O PAF vive um momento de preocupação. De um lado, segundo relatos de moradores, a Locks Agro Landco já teria adquirido oito ou nove sítios que pertenciam a integrantes da comunidade. A própria decisão judicial relacionada à Fazenda Santa Terezinha do Correntes registra a Locks na cadeia de sucessão de direitos sobre a área.

Do outro lado, uma antiga disputa judicial voltou a assustar os moradores. Na quinta-feira, 13 de agosto de 2026, integrantes do PAF receberam uma intimação informando sobre o processo e sobre uma audiência marcada para 21 de agosto, às 15h, em Cuiabá. A decisão, porém, não determina a retirada das famílias.

Mais do que 110 sítios

O PAF é muito mais do que 110 sítios. É uma comunidade que faz parte da história de Ouro Branco do Sul.

É ali que ainda resistem seringueiras ligadas à história da Michelin e onde muitas famílias encontram produtos da pequena produção, como frango e ovos caipiras, limão, carne suína e outros alimentos.

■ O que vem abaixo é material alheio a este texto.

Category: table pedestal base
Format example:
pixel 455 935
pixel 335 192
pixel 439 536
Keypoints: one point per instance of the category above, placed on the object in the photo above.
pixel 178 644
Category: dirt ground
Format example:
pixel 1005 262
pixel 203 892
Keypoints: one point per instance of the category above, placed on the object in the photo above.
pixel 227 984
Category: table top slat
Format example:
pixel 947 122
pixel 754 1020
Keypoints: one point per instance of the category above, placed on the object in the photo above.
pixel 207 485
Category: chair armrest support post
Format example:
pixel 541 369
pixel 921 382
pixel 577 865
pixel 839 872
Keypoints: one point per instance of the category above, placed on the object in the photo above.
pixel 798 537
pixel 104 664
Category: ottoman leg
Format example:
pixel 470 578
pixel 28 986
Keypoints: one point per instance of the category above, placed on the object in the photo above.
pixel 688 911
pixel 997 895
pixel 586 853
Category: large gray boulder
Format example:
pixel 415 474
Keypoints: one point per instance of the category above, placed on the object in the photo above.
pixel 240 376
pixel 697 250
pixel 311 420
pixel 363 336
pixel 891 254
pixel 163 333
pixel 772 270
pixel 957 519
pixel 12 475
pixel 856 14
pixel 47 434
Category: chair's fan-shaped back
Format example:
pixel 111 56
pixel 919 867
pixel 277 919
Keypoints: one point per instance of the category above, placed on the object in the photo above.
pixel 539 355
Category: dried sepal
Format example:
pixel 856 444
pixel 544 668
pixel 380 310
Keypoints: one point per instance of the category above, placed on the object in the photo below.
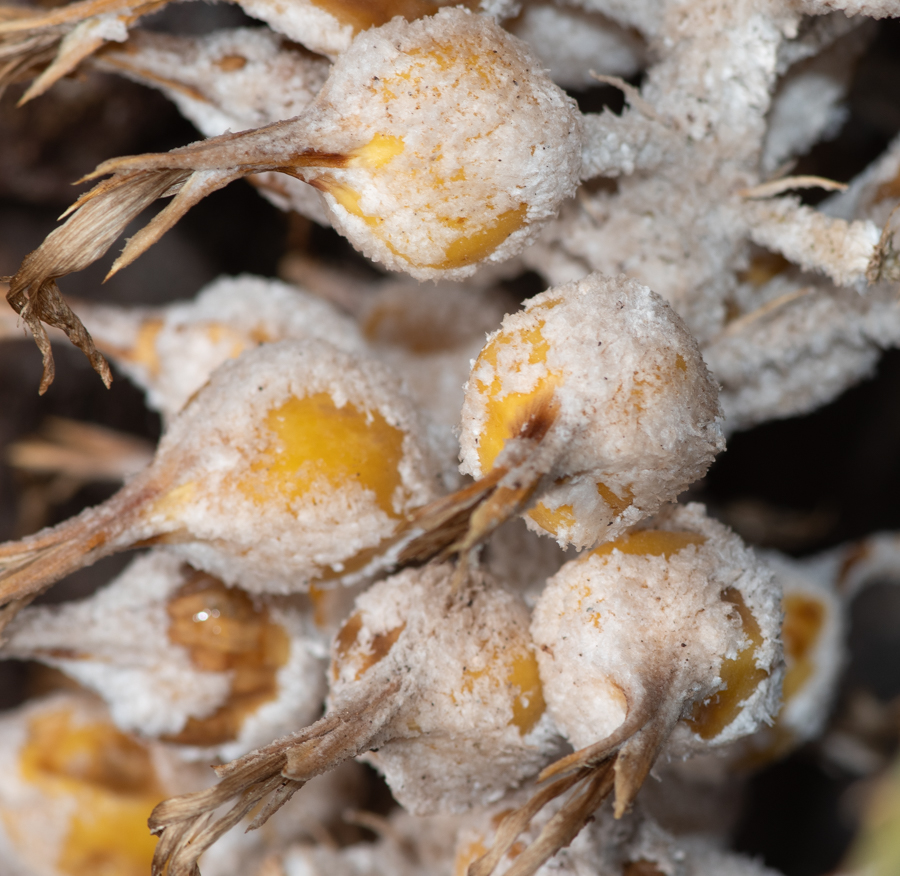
pixel 367 143
pixel 326 458
pixel 185 824
pixel 53 43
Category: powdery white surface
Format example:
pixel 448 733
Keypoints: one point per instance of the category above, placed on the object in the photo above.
pixel 814 241
pixel 571 43
pixel 617 631
pixel 804 713
pixel 637 408
pixel 452 742
pixel 171 352
pixel 484 133
pixel 522 560
pixel 279 544
pixel 690 143
pixel 607 846
pixel 230 80
pixel 817 341
pixel 35 820
pixel 809 103
pixel 116 643
pixel 410 846
pixel 314 26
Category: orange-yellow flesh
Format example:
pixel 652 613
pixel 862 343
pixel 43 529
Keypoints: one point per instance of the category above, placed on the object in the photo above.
pixel 514 414
pixel 311 440
pixel 363 14
pixel 740 676
pixel 474 232
pixel 467 855
pixel 224 632
pixel 478 240
pixel 553 521
pixel 616 503
pixel 650 542
pixel 112 780
pixel 800 630
pixel 518 670
pixel 348 647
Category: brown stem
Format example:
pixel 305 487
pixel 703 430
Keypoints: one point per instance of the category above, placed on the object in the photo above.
pixel 185 824
pixel 30 566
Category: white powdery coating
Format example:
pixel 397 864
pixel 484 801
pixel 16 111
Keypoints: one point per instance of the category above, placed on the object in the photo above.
pixel 870 8
pixel 484 131
pixel 819 342
pixel 808 105
pixel 36 817
pixel 572 43
pixel 637 407
pixel 278 545
pixel 120 649
pixel 841 250
pixel 522 560
pixel 872 194
pixel 805 711
pixel 312 25
pixel 231 80
pixel 189 340
pixel 306 22
pixel 607 846
pixel 454 742
pixel 616 630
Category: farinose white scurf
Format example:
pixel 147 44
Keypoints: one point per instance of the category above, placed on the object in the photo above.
pixel 441 680
pixel 296 462
pixel 437 145
pixel 592 407
pixel 667 638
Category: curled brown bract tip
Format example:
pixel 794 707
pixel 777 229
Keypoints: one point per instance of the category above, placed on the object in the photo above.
pixel 42 304
pixel 265 778
pixel 595 783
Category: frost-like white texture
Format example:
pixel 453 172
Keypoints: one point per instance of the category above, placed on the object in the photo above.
pixel 409 846
pixel 572 43
pixel 803 346
pixel 814 241
pixel 170 352
pixel 650 627
pixel 606 846
pixel 808 104
pixel 231 80
pixel 698 135
pixel 329 28
pixel 631 406
pixel 43 793
pixel 117 643
pixel 451 176
pixel 469 721
pixel 277 540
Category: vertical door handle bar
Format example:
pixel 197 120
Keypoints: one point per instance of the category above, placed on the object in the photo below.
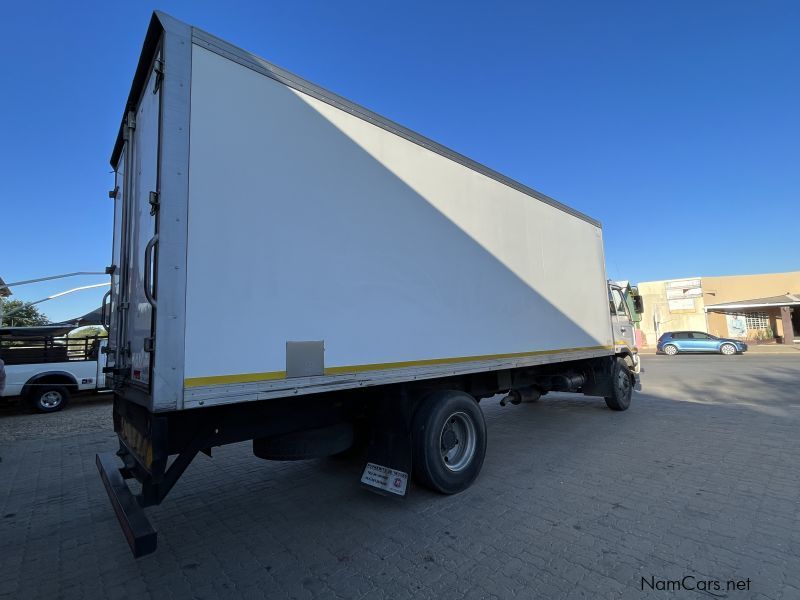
pixel 147 283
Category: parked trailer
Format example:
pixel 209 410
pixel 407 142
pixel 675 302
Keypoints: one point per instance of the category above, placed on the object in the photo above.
pixel 293 269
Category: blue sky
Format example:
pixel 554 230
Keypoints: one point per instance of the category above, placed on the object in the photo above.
pixel 674 123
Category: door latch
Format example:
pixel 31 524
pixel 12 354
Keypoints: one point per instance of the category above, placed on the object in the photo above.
pixel 154 203
pixel 158 67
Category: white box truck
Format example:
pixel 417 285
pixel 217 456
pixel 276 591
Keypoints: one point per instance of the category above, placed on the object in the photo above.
pixel 294 269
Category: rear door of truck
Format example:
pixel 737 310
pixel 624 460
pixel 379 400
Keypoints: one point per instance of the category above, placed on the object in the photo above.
pixel 133 299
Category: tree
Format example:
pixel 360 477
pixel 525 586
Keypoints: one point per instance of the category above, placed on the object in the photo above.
pixel 90 331
pixel 28 316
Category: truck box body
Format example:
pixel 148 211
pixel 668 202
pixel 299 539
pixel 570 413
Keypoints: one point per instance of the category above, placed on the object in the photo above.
pixel 273 239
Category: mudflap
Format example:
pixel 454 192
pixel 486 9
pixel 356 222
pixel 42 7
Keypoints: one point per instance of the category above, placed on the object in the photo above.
pixel 388 467
pixel 135 526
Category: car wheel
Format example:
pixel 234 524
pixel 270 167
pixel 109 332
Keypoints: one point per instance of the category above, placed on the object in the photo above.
pixel 49 398
pixel 449 441
pixel 622 390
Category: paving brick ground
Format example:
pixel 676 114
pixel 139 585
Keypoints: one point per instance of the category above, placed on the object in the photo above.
pixel 700 477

Se os pequenos sítios forem desaparecendo e a área for sendo concentrada em grandes propriedades, não será apenas uma troca de proprietários. Pode desaparecer também uma forma de produção e uma parte importante da vida rural de Ouro Branco do Sul.

Quem vai cuidar do PAF?

É aí que surge outra preocupação: onde estão as políticas públicas e os incentivos para manter essa pequena produção?

O PAF precisa de apoio para que as famílias possam continuar produzindo, preservando as seringueiras e mantendo viva a característica rural da comunidade.

Talvez seja hora de discutir o reconhecimento do PAF como Patrimônio Sul-Ouro-Branquense, além de mecanismos de incentivo para quem preservar as áreas históricas, as seringueiras e a produção rural.

Porque, entre a compra dos sítios e a ação judicial, existe algo que não pode ser esquecido:

o PAF não é apenas terra. É história, produção, famílias e parte da identidade de Ouro Branco do Sul.

E, se não houver uma ação para preservar esse patrimônio, talvez um dia não exista mais o PAF que conhecemos hoje.